Best quality (GPU + bge-m3) — recommended

  1. Install a CUDA build of PyTorch matching your GPU (example: CUDA 12.6):
    pip install torch --index-url https://download.pytorch.org/whl/cu126
    
  2. Install localbrain with sentence-transformers:
    pip install "localbrain-rag[st]"
    
  3. Point the config at bge-m3 (see Configuration). Models auto-download on first use.

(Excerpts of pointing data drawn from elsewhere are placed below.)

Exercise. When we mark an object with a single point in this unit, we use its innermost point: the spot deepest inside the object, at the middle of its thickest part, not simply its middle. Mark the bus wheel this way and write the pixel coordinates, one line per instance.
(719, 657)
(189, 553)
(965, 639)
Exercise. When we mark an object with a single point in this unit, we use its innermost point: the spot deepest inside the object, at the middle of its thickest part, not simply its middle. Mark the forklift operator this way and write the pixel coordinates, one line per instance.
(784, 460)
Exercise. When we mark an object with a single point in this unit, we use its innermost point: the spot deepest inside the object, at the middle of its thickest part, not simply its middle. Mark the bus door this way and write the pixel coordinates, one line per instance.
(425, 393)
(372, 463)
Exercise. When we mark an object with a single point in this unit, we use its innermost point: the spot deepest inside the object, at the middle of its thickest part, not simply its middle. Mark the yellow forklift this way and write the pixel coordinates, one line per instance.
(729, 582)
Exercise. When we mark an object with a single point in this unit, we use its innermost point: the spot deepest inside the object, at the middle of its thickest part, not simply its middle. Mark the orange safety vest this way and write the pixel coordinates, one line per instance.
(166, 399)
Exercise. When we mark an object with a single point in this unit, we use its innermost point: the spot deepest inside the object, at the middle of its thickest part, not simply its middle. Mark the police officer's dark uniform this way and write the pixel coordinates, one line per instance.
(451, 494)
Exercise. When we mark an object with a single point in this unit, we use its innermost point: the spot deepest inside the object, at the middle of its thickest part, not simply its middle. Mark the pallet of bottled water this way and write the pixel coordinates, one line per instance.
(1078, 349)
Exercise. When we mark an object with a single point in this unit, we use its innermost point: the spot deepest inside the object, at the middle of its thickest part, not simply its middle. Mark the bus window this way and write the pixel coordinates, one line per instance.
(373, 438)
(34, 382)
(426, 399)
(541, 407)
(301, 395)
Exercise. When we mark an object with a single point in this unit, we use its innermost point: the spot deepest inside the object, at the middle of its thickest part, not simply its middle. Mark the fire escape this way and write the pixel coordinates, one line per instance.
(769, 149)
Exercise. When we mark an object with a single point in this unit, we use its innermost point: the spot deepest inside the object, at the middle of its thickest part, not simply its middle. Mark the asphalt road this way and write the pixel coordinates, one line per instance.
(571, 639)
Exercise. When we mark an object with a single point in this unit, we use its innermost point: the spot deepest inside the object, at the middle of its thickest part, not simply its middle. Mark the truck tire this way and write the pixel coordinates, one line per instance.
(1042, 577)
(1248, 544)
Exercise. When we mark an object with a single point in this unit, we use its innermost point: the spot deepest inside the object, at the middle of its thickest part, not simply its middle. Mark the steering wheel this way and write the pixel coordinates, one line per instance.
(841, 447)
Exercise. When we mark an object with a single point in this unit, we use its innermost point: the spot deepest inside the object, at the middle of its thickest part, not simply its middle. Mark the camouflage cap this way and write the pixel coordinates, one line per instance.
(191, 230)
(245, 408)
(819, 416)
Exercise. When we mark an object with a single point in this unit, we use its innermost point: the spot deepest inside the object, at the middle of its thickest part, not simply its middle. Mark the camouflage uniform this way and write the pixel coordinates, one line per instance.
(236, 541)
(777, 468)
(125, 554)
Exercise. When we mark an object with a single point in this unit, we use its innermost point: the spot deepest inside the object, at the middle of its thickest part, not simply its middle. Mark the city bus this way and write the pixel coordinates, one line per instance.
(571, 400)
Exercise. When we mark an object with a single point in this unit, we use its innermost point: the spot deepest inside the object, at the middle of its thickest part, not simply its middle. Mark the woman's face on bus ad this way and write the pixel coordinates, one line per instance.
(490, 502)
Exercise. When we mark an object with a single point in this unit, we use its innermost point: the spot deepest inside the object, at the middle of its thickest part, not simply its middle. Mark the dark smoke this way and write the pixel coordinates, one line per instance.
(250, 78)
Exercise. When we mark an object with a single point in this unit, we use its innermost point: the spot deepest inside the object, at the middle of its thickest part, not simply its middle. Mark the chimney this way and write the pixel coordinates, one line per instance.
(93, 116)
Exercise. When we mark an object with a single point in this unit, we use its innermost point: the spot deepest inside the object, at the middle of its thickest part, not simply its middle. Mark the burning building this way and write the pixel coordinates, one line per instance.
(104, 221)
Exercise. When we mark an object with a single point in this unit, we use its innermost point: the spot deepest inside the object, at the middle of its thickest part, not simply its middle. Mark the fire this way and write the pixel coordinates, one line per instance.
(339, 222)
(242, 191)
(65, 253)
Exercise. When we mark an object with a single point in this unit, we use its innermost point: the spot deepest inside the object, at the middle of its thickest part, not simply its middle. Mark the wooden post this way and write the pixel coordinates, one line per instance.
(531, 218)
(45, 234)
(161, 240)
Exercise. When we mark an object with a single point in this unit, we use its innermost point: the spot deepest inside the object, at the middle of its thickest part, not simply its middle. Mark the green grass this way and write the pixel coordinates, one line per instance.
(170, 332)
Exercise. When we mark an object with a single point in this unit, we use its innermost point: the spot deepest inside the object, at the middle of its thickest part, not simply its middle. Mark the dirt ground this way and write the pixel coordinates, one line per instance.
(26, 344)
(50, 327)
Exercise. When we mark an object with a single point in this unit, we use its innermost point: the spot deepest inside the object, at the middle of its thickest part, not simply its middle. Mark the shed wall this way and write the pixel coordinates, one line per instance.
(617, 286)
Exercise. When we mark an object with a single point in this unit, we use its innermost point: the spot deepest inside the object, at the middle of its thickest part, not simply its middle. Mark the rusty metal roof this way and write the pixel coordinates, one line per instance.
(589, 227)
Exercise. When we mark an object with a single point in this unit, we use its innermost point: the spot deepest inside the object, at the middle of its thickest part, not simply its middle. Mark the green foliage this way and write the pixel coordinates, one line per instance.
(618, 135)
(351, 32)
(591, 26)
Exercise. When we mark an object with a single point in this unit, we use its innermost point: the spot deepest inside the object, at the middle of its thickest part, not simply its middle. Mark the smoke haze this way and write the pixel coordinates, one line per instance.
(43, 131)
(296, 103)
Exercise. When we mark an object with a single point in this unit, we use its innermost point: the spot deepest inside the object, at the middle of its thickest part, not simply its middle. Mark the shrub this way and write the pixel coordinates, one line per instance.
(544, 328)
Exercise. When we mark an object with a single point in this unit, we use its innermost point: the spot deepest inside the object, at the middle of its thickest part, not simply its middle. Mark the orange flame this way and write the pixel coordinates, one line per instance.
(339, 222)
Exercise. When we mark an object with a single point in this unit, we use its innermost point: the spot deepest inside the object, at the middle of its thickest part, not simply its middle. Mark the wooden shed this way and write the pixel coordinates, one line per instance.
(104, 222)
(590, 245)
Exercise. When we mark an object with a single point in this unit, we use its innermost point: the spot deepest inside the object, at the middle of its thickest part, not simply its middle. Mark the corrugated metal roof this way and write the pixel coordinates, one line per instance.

No NVIDIA GPU? Skip step 1 — pip install "localbrain-rag[st]" installs a CPU PyTorch and still works (slower).

Quick start

# CLI
localbrain add-source "C:\Users\me\notes" --globs "*.md,*.txt"
localbrain index
localbrain search "what did we decide about delivery delays"
localbrain insights          # FAQ clusters + knowledge gaps
localbrain stats
localbrain --version

# Web console  →  http://127.0.0.1:8765
localbrain-web

# MCP server (stdio) — register with Claude Code
localbrain-mcp

Configuration

Config lives at ~/.localbrain/config.json (override the dir with LOCALBRAIN_HOME). Data (SQLite + Chroma vectors + model-by-model collections) also lives under ~/.localbrain.

{
  "embedding": { "provider": "sentence-transformers", "model": "BAAI/bge-m3", "fp16": false },
  "chunk": { "size": 1000, "overlap": 150 },
  "rerank": { "enabled": true, "provider": "cross-encoder",
              "model": "BAAI/bge-reranker-v2-m3", "candidate_k": 30, "fp16": false },
  "search_k": 5
}
  • Swap models freely — change embedding.model, then localbrain index --rebuild (text is kept, so it re-embeds without re-reading files). Each model uses its own vector collection (cosine distance).
  • fp16: true halves VRAM and speeds up inference on GPU (ignored on CPU). Handy for ~6 GB cards.
  • Reranking improves accuracy; scores become Cross-Encoder relevance (≈0.8+ strong match, ≈0 none).

Models & first run

First search/index downloads models from Hugging Face into the HF cache (HF_HOME): bge-m3 (~2 GB) + bge-reranker-v2-m3 (~2 GB). Subsequent runs are cached/offline. fastembed default models are much smaller.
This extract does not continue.